Cult Awareness & Information Centre - Australia

New Zealand Doctor In Brief


Debunking myths of recovered memory


Sanya Baker

The NZMA policy council has invited Doctors for Sexual Abuse Care (DSAC) to prepare a paper on recovered memories of childhood abuse.

NZMA chief executive Peter Faulkner said the aim is to present the evidence on recovered memory to the profession "as a way of trying to resolve the disharmony" over the issue.

He said DSAC's research paper will be presented to a future policy council meeting for debate and, hopefully, consensus.

Claims about the unreliability of recovered memories of childhood abuse have been prominent in the lay media. DSAC president Juliet Broadmore said the claim that many sexual abuse memories are false is based on three controversial propositions.

"First, that false claims of sexual abuse are common and increasing. Second, that claims based on delayed recall are particularly likely to be untrue. Third, that fictitious memories of abuse are being inculcated wholesale to a gullible populace by quack psychotherapists and counsellors working in this area."

Dr Broadmore said these remain subjects of research and debate.

Evidence from the US suggests court cases over child sexual abuse, based solely on recovered memories, are rare.

A study by Pope and Tabachnick published recently in Ethics and Behaviour asked 900 psychologists about their experience of clients claiming recovery of sexual abuse memories.

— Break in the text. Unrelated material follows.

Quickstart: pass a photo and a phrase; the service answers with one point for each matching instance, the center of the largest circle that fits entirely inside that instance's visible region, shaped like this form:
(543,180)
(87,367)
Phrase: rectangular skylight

Of the 405 therapists who responded, 73 per cent reported having assessed or treated at least one such client, and they estimated that only one in every thousand male clients they had seen and one in 100 of their female clients had claimed to have recovered memories of abuse.

Of these, only 8.9 per cent of male clients and 8.5 per cent of female clients filed civil or criminal complaints.

Pope and Tabachnick's study asked therapists in how many of these cases they had come to believe the abuse had not occurred. The response was: one quarter of cases involving male clients and less than one in ten cases involving females. Two thirds of male clients' claims had external, corroborating evidence as did more than half of the cases involving female clients.

Dr Broadmore said similar research may be conducted in New Zealand.